Well, Aares, you’re in a pretty enviable position for a young guy in college, having 65-70k to work with, a very low debt-to-income ratio, and good credit. Do you want to flip, or do you want to buy/fix/rent?
I’d say that flipping for the retail market is a pretty involved thing, and perhaps not where you want to start. You’d need to do a first-class rehab, stage the house, work with a listing agent, understand financing in order to guide your end buyer, etc.
Why don’t you FIRST talk to some local banks, and see if you would be a candidate to get a loan to purchase and rehab an REO, and keep it as a rental for now. (You’ll need to tell the banker you’re looking for a portfolio/in-house loan for at least a 5-year term, or if you’re buying a Fannie Mae REO you might be eligible for a conventional rehab loan).

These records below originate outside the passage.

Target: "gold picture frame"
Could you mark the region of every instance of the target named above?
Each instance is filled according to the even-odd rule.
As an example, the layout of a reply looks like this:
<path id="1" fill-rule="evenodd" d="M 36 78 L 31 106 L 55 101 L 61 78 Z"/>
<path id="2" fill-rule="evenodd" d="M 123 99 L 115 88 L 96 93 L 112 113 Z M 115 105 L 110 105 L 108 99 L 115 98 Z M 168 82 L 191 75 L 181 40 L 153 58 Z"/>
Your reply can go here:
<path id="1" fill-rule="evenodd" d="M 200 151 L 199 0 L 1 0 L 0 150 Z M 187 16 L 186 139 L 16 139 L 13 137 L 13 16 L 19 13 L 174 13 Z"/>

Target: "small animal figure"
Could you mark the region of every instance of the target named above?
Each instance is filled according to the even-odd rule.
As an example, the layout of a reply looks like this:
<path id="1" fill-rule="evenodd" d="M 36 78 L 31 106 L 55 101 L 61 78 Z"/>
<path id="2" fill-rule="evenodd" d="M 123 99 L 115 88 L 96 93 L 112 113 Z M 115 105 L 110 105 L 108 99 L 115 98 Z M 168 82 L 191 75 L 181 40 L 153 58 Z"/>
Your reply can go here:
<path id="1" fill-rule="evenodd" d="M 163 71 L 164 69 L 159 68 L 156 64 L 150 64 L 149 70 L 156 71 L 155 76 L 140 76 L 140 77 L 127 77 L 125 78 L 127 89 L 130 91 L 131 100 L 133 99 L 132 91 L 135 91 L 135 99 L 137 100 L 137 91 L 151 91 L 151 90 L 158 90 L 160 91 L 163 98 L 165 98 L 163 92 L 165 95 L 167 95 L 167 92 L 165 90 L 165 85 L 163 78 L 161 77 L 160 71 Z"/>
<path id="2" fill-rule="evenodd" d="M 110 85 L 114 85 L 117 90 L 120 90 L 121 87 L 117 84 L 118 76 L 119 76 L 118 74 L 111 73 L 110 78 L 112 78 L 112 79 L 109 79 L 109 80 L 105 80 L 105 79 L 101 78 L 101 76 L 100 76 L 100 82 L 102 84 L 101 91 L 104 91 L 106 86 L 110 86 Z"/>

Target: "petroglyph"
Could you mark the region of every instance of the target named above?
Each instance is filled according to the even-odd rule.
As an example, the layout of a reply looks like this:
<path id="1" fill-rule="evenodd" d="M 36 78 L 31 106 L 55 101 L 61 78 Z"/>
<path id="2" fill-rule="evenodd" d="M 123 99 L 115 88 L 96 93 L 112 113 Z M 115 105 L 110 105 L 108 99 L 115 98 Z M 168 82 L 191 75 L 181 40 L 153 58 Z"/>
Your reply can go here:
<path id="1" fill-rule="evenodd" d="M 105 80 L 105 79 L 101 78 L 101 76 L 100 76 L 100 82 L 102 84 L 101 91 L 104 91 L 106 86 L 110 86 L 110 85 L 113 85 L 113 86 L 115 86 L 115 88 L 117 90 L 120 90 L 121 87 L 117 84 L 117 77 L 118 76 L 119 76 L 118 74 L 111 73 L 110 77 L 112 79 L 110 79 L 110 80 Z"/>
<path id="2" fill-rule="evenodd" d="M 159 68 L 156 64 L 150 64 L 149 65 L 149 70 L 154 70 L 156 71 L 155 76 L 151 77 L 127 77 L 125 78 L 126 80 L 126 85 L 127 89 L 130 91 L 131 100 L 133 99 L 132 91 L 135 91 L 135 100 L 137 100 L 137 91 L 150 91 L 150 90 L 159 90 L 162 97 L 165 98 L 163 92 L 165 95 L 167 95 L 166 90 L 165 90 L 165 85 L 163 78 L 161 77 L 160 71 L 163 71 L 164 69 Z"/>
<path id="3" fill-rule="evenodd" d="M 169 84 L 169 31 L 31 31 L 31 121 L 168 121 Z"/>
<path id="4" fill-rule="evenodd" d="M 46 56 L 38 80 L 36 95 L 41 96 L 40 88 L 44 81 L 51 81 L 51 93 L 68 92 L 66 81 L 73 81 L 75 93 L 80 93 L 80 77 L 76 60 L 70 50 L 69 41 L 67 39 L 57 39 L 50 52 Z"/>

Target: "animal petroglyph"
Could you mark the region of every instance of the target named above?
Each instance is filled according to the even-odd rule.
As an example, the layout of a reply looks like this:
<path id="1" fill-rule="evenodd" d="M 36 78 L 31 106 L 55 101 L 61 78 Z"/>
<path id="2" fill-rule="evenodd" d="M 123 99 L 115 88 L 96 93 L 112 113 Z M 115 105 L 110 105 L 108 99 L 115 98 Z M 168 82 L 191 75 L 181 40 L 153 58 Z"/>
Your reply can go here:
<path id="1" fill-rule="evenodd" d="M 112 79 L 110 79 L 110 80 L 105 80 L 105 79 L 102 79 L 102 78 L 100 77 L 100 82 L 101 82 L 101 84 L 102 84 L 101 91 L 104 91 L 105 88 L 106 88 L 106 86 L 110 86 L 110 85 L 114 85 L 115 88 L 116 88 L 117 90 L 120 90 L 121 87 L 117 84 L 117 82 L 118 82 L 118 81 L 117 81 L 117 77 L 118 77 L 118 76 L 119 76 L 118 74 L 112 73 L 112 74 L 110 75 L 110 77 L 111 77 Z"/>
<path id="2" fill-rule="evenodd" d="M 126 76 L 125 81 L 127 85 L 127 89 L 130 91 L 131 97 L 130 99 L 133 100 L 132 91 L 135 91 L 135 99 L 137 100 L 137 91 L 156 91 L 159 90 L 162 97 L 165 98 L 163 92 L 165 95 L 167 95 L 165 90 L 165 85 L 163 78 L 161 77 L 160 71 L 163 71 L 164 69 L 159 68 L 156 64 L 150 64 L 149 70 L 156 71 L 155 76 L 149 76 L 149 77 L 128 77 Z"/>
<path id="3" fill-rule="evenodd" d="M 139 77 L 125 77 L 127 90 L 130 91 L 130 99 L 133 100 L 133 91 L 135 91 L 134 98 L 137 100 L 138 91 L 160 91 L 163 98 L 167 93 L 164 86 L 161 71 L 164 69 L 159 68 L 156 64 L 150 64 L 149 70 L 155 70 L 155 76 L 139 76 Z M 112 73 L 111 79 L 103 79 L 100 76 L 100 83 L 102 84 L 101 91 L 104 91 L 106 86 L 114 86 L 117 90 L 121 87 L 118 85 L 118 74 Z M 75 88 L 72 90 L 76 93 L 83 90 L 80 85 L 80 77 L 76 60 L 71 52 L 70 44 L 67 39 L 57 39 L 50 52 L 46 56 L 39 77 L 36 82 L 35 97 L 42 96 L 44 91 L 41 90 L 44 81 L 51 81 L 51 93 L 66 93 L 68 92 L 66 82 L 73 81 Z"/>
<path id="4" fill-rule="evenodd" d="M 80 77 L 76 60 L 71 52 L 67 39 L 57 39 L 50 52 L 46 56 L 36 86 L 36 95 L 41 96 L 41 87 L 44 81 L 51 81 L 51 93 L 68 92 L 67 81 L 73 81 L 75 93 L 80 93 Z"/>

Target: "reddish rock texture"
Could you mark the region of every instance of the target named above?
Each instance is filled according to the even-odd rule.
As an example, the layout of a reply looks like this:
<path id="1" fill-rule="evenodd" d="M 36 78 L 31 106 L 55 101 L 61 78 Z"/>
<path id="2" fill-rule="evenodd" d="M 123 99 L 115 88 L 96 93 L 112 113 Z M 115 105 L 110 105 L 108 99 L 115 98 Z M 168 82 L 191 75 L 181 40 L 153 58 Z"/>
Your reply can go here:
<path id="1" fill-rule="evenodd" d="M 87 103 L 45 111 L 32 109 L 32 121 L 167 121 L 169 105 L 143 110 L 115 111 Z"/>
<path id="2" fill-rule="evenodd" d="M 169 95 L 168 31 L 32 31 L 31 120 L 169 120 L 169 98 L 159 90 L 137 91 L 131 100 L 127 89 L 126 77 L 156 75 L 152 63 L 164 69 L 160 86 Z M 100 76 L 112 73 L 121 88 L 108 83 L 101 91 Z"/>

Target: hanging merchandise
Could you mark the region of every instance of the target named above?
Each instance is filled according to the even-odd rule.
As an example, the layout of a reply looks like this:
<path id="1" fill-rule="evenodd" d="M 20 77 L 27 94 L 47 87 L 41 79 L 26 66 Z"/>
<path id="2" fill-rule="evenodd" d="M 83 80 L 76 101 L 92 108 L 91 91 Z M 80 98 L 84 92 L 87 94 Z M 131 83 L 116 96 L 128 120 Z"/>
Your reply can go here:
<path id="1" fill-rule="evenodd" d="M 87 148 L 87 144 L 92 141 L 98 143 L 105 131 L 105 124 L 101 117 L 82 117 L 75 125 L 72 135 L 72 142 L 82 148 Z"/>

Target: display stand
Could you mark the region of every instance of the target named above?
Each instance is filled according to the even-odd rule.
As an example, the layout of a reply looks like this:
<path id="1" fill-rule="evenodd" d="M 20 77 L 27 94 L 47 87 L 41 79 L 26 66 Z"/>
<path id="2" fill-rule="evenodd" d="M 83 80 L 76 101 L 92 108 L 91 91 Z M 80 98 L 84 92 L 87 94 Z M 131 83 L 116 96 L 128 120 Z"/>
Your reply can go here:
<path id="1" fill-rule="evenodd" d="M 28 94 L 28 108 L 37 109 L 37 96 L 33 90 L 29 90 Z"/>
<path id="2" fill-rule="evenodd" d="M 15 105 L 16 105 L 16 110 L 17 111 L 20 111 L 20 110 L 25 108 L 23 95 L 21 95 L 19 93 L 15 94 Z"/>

You’ll get great experience in tenant/property mgmt, and working with a bank and contractor. Look for a property in an area where you could potentially sell if you needed to. This means verifying that there have been some sales to retail buyers (i.e. not foreclosures or REO sales) in the prior few months. Try to find a property where your gross rent yield will be at least 20%-25% (mthly rent divided by purchase+rehab+closing cost). This should ensure solid positive cash flow, and should deliver a return on your 25% downpayment of 20%+).
You want to begin holding a rental as soon as possible, because lending channels will open up for you further after you have two years of experience. As you get comfortable with RE investing, maybe a year down the road, then look at flipping. It’s a very complementary business to buy&hold, and will allow you to grow your investment capital much more quickly. Hopefully the local bank you’re working with will do a rehab loan for your flip. Many banks will do these types of short term loans, it’s the long-term stuff that they’re leery about. The bank will give you much better rates/terms than a hard money lender (maybe 7% and 1 point, versus 12% and 4 pts with a hard money lender).
Good luck. Be patient, and very aggressive on your bidding. Make sure you’re buying below market on the front end, such that your total all-in costs on the property will be 25-35% below market value after you’ve rehabbed it. Make sure you use good reliable comps (look at sales within last 6 mths, and within 1-2 miles of your subject property, in neighborhoods you know are similar to your subject property) to validate this, BEFORE you buy.